Nyimbe menatap saya lagi, kali ini lebih dalam. “Kamu orang pintar, Ronda, punya sekolah. Bilang sama mereka, To’u milik Nimbua. Kita orang-orang Nimbua menghormati To’u, merawat To’u, dan hidup dari To’u. Jangankan To’u, hutan Uweno tempat kita menjaga sumber air tidak boleh sekali-kali mereka masuki.”
Saya mengangguk.
“Kenapa sedikit sekali bicaramu, Ronda? Kamu belum lupa bahasa Nimbua, kan?”
“Oh, tidak. Mana mungkin saya lupa,” kata saya buru-buru. “Nyimbe, nanti saya datang lagi. Ada yang ingin saya bicarakan, penting.”
“Kenapa tidak sekarang? Tentang To’u, kah? Kamu punya rencana melindungi To’u?” Sepanjang ia bertanya itu, Nyimbe mengerutkan keningnya.
Saya mengangguk lagi. “Tapi, nanti kali lain kita bicarakan.”
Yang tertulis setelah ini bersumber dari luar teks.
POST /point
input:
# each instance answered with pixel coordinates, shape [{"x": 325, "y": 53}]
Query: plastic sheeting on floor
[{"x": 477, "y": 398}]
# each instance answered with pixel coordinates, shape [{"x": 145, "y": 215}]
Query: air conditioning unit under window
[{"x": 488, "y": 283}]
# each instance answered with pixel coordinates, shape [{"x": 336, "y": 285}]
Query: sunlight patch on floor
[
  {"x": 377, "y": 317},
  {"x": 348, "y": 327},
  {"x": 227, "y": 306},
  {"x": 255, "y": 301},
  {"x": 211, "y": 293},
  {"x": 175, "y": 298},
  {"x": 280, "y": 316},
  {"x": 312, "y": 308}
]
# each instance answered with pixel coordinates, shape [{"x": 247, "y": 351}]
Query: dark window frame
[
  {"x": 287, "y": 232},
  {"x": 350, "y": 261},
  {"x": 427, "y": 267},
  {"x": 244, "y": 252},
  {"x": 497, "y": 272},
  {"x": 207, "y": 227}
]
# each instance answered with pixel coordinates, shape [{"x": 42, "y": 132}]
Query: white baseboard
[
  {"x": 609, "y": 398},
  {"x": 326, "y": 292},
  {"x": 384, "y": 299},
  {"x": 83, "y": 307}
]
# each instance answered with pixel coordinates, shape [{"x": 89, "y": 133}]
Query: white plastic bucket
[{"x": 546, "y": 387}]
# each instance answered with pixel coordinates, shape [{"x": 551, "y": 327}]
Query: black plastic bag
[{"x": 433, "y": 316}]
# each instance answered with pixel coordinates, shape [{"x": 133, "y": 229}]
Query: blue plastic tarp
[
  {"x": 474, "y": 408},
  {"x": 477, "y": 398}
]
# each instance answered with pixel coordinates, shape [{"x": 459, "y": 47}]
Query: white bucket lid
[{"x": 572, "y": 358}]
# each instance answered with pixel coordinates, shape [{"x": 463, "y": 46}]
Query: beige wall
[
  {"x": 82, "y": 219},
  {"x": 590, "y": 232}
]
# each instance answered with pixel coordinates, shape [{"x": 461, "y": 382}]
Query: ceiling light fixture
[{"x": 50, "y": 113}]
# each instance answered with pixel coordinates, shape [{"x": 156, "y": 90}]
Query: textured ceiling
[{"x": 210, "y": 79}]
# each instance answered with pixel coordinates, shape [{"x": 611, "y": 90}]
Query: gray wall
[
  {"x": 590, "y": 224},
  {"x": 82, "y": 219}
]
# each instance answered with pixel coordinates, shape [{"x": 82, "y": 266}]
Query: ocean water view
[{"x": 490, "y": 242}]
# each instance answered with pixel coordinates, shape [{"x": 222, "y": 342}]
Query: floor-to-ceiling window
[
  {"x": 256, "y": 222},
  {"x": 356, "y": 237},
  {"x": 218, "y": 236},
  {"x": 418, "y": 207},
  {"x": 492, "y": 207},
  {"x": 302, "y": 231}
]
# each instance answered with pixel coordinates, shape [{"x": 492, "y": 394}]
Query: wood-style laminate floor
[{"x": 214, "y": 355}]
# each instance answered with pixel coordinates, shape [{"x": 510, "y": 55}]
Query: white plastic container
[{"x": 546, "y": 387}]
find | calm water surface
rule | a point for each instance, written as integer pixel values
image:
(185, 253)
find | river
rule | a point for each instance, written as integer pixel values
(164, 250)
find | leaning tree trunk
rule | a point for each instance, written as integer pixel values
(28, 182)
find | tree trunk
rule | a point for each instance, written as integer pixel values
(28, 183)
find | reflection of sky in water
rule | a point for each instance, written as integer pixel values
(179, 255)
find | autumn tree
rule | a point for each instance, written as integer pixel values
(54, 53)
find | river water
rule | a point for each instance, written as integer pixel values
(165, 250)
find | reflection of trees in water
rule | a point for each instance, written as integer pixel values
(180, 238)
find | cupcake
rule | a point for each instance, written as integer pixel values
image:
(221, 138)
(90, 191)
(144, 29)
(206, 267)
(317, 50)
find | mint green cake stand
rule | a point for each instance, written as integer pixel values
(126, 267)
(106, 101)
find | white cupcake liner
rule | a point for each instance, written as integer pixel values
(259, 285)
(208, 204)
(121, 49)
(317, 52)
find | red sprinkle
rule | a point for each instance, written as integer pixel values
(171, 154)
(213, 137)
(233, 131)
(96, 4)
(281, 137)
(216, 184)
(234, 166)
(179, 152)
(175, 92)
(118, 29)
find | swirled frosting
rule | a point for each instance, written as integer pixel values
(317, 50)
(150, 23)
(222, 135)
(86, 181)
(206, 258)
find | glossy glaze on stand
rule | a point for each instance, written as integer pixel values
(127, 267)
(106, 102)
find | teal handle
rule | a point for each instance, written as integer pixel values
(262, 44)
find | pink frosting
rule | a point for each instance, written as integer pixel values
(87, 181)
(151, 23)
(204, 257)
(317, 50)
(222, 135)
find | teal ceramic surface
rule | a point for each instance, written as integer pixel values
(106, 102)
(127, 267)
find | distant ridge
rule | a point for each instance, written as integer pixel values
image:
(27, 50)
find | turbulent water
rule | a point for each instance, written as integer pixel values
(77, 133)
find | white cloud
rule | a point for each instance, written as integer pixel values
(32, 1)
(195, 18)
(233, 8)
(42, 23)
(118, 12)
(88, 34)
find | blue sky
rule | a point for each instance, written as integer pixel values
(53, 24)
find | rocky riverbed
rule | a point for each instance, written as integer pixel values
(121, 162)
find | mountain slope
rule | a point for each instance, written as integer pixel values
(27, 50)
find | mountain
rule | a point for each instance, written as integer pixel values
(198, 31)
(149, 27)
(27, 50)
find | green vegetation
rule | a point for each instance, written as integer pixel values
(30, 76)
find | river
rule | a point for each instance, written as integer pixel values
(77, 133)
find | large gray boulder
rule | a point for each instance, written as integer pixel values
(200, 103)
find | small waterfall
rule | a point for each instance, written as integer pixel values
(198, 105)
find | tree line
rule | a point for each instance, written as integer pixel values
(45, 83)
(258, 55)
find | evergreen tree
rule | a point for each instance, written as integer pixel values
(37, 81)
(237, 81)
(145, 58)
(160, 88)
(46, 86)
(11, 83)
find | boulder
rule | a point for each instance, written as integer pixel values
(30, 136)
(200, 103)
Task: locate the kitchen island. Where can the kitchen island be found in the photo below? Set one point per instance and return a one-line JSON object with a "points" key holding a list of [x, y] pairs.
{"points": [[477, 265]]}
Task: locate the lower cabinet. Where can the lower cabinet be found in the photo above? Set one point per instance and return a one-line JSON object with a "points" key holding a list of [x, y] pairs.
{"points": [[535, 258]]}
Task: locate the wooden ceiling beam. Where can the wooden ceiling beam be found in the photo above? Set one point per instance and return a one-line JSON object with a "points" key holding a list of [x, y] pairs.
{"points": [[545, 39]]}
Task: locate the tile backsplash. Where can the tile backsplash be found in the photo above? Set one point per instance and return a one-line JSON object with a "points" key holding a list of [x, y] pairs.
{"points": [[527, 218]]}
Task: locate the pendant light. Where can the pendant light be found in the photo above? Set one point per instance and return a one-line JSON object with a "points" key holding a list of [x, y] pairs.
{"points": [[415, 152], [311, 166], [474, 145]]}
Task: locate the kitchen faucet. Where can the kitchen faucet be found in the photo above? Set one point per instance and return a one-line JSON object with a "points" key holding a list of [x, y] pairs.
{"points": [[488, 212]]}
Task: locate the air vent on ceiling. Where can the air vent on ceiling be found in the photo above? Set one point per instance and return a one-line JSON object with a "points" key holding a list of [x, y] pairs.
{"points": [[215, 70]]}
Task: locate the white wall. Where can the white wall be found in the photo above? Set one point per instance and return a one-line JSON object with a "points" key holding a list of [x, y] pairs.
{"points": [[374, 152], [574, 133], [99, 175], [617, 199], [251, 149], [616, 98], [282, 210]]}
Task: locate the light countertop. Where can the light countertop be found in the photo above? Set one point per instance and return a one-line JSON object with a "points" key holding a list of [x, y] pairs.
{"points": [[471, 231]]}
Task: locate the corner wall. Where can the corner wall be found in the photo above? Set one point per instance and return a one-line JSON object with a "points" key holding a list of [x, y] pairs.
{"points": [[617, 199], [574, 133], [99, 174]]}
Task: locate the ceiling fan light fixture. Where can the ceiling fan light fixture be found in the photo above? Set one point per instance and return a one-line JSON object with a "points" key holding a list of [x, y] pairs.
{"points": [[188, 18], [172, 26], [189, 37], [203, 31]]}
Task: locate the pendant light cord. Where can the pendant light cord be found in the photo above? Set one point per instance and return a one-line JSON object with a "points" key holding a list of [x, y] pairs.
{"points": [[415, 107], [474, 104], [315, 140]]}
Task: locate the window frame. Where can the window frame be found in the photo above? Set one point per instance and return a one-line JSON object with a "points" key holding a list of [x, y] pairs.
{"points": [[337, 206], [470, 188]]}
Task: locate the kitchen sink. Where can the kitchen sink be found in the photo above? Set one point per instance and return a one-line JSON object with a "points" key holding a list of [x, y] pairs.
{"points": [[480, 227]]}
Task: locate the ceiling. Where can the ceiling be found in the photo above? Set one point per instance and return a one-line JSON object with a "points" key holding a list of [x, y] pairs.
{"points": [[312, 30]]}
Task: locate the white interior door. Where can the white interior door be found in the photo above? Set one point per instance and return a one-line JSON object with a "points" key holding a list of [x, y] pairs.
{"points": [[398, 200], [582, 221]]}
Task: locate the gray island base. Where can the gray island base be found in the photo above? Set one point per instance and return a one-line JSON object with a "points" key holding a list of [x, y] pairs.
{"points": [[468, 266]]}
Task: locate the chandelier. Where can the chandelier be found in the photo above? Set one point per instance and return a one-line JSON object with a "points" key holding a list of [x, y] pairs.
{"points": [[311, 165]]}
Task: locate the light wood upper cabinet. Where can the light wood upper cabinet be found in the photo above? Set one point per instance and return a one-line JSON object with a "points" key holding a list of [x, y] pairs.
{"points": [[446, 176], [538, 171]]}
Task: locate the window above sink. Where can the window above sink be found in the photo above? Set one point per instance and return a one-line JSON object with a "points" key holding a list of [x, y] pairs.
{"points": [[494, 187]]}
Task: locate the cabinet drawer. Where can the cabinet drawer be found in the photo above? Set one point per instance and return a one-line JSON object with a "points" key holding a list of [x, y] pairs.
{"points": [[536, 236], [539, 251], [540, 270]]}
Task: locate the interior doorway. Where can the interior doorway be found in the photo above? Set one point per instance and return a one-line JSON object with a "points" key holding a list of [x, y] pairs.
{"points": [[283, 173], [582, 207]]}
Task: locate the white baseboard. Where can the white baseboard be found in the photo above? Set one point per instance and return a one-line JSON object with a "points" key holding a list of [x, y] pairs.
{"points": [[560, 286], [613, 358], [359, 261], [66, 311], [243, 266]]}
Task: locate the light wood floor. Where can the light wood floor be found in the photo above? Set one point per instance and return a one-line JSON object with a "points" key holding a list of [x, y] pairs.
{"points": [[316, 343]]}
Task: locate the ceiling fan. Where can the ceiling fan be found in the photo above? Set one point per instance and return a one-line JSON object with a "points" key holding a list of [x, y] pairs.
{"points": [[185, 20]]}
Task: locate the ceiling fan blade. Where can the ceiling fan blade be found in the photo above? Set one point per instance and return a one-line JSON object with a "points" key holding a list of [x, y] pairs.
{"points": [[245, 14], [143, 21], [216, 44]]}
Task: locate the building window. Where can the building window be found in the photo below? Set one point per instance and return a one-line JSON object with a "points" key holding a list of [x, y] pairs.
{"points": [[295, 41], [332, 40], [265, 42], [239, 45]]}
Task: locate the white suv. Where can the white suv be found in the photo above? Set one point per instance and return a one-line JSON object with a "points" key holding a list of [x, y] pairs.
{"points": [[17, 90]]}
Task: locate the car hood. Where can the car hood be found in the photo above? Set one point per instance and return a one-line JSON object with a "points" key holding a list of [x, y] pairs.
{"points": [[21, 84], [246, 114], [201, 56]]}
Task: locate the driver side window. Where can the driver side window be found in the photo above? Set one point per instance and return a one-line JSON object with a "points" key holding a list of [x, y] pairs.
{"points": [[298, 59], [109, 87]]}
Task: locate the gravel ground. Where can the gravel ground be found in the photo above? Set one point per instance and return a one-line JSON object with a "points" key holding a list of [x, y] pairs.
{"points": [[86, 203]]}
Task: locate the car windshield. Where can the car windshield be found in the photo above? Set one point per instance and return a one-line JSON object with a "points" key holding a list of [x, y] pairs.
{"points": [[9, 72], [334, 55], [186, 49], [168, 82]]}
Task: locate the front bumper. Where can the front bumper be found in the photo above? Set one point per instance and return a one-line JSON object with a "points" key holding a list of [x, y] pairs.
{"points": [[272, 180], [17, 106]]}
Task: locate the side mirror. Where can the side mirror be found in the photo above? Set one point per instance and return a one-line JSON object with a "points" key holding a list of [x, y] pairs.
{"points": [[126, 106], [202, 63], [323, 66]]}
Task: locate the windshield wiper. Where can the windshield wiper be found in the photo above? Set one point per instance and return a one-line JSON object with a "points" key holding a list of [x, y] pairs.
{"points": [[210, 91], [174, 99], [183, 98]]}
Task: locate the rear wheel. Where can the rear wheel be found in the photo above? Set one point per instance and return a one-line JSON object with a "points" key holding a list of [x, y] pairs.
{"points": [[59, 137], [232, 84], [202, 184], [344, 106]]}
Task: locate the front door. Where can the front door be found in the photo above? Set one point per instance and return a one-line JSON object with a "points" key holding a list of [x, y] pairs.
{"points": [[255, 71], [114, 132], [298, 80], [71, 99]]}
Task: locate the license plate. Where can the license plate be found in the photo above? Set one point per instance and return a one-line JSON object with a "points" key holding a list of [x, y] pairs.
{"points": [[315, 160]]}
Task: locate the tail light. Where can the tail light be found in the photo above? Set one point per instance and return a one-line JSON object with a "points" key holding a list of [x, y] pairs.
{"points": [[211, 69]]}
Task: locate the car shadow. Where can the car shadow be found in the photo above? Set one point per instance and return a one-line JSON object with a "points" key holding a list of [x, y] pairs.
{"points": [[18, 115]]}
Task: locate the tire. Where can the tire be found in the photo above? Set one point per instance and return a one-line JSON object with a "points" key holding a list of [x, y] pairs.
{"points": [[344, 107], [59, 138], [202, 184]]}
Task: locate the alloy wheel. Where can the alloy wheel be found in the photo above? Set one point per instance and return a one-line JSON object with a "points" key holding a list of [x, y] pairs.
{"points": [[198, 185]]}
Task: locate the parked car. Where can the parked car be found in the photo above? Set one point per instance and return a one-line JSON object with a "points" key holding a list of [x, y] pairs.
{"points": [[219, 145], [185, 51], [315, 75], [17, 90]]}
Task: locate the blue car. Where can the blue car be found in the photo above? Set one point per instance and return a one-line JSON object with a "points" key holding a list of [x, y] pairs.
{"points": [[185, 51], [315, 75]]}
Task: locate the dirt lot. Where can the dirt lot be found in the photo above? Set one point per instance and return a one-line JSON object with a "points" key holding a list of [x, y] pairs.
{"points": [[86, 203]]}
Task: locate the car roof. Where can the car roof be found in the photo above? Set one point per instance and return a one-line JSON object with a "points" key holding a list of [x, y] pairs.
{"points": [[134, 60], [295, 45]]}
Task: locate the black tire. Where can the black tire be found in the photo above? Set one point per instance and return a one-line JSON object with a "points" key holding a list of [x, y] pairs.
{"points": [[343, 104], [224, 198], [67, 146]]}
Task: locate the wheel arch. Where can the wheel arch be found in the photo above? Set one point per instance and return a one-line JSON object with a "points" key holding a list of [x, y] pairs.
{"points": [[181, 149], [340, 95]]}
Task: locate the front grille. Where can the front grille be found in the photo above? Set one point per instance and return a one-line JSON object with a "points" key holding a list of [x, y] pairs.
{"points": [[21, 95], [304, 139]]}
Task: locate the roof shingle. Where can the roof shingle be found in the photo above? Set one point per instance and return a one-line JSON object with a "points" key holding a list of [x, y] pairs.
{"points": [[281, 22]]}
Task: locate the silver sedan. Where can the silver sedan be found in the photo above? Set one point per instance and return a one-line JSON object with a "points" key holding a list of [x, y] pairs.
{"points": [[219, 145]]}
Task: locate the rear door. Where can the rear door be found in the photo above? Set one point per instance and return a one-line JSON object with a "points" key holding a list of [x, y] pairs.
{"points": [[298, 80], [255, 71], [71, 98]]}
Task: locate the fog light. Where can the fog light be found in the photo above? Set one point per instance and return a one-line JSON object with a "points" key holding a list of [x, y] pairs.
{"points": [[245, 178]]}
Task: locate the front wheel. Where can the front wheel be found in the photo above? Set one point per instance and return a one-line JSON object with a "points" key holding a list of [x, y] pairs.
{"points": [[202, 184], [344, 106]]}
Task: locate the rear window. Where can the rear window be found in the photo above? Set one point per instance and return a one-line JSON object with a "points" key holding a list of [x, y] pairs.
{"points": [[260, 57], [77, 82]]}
“Kalau untuk To’u, jangan kamu tunda-tunda. To’u bisa habis kapan saja. Sekarang sudah hampir separuh yang hilang. Kalau kamu tidak melakukan sesuatu, saya dan orang-orang Nimbua akan maju lagi. Kami tidak takut mati, Ronda!”
“Saya mengerti. Akan saya pikirkan caranya.” Wajah Nyimbe berangsur kendur setelah ucapan saya itu.
Saya meninggalkan rumah Nyimbe. Dari spion mobil, masih saya lihat ia tidak beranjak dari gerbang pagar rumahnya. Matanya tidak beranjak dari mobil yang saya kendarai, tangannya masih melambai, dan senyumnya masih menetap di bibirnya.
Saya melirik tas hitam di jok belakang, mestinya isi dari tas itu saya berikan kepada Nyimbe hari ini. Tetapi saya urungkan. Sejujurnya perasaan saya goyah ketika berhadapan dengannya.
Jikalau Nyimbe tahu saya adalah bagian dari perusahaan tambang emas yang akan menggundulkan To’u, apa yang akan dikatakannya? Apabila Nyimbe tahu, sayalah yang menjamin dirinya untuk dilepaskan dari tahanan, apa yang akan ia katakan? Dan andai kata Nyimbe tahu, kedatangan saya ke rumahnya pagi ini untuk mencari jalan damai mengenai pembebasan tanah adat yang sudah disetujui pemerintah, pasti ia akan marah besar.
Dan andai ia tahu, bahwa kedatangan saya beserta sebuah tas hitam berisi penuh uang untuk menyumbat mulutnya dan mulut tetua adat dari protes, apa yang akan ia lakukan pada diri saya? Nyimbe, Bapak Guru, maafkan saya.